Greave porta sa main sur sa tunique, là où il avait caché la page déchirée comportant les notes de Hillard, le parchemin étant en lieu sûr alors que le reste de la bibliothèque souterraine d'Astare avait brûlé de la main-même d'Aurelle. S'il réussissait à gagner un abri, il lui suffirait de trouver les ingrédients nécessaires …
Mais Greave ne voyait aucun bateau en mesure de le conduire en lieu sûr. Il y en avait bien mais définitivement trop grands pour qu'un seul homme puisse les manœuvrer, même s'il n’était pas ignare en termes de navigation. Pis encore, des soldats cheminaient le long de la falaise menant aux quais, s’y dispersaient, se déplaçant comme s'ils cherchaient quelque chose.
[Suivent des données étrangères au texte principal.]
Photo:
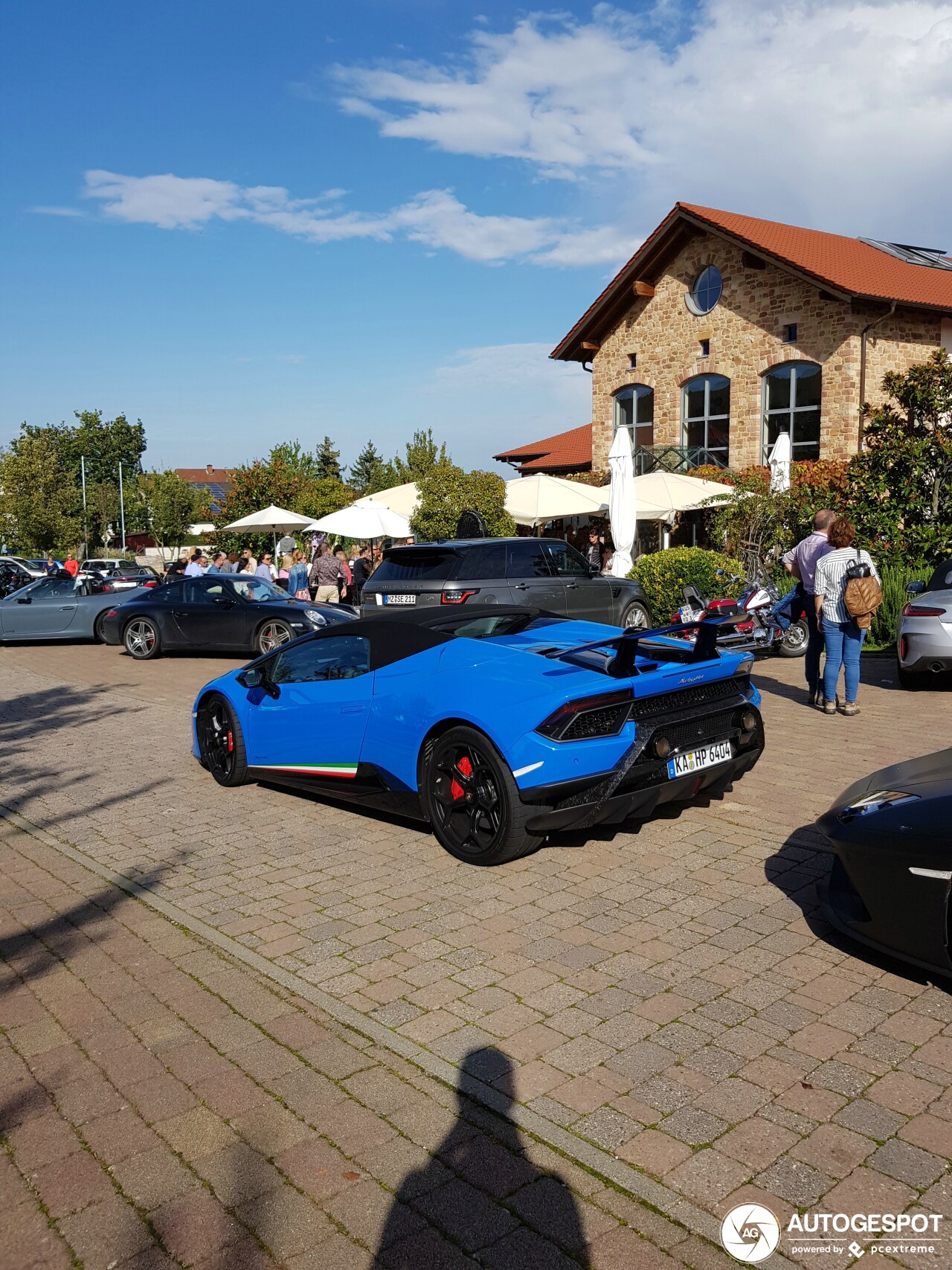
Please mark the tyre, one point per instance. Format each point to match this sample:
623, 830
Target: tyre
272, 634
220, 741
472, 801
636, 616
909, 680
141, 639
795, 641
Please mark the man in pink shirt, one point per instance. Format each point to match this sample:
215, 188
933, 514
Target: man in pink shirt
801, 563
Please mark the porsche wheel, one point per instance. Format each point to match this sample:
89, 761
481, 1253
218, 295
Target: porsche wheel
220, 741
272, 635
795, 641
636, 618
141, 639
472, 801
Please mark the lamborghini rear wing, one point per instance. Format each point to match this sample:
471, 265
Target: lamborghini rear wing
704, 648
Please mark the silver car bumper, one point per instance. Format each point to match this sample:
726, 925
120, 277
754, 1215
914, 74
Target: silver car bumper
924, 644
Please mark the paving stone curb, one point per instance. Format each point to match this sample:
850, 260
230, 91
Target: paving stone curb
614, 1171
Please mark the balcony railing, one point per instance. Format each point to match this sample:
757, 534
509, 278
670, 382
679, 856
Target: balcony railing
675, 459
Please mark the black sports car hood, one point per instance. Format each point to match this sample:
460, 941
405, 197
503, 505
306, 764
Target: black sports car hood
928, 776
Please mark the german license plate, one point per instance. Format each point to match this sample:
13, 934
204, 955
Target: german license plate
696, 760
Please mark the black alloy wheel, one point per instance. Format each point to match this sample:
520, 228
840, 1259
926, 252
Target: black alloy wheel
474, 801
273, 634
220, 741
141, 639
636, 618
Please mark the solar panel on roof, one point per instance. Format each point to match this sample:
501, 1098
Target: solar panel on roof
932, 257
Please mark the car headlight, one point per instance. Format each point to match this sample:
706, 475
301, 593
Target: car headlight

Greave s’efforçait de garder son calme. Il n’était pas concerné. Les hommes lancés à ses trousses et celles d’Aurelle dans la grande bibliothèque étaient morts, tués de la main d’Aurelle ou piégés par l’incendie allumé en partant. Greave ressentait du chagrin à l’idée d'avoir participé à la destruction d’un lieu emblématique, un puits de savoir, mais il ne pouvait désormais plus faire machine arrière.
Il se fraya un passage jusqu'au dernier ponton en bois, espérant trouver au moins un capitaine susceptible de l'aider. Mais personne, aucun bateau à voler, aucune possibilité de tester ses rares compétences nautiques en termes de marées. Ne se trouvaient là que des piles de provisions, dans l’attente de bateaux qui accosteraient prochainement, peut-être abandonnées par ceux qui s'étaient enfuis : des barils de goudron, des caisses de biscuits, du poisson séché et salé.
Greave fit volte-face pour retourner sur les quais, déterminé à se fondre dans la masse et trouver un moyen de quitter Astare, mais il vit les soldats venus sur les quais discuter avec les rares habitants qui y étaient restés. Des doigts pointaient dans sa direction.
"Non," dit Greave. "Je ne suis pas recherché."
C’était pourtant bel et bien le cas. Un homme avait peut-être réussi à s'échapper de la bibliothèque en feu, quelqu'un les avait peut-être repérés dans la rue, lui et Aurelle, et les avait reconnus. Quoi qu'il en soit, Greave courait un terrible danger… et Aurelle n'était plus là pour le protéger.
Greave rit amèrement, il souhaitait sa présence alors qu'elle lui avait fait tant de mal, simplement parce qu'elle savait manier un couteau. Le philosophe Serecus n'avait-il pas écrit que l'amour importait moins que les choses de la vie ? Et Yerrat, que mieux valait avoir un ennemi d'envergure à ses côtés contre un adversaire des plus insignifiant que des amis faisant preuve de lâcheté ? Greave songea qu'il avait dû rater un épisode.
Souhaiter la présence d'Aurelle ne servait plus à rien désormais, envolé le souvenir de sa peau douce, ou plus simplement parce qu'elle était capable de tuer un homme en un clin d'œil, d'après Greave. Elle était partie, son passage avait été payé, le capitaine avait juré qu'il ne ferait pas demi-tour. Greave devrait se débrouiller seul. Il commença par descendre du ponton sur lequel il se trouvait.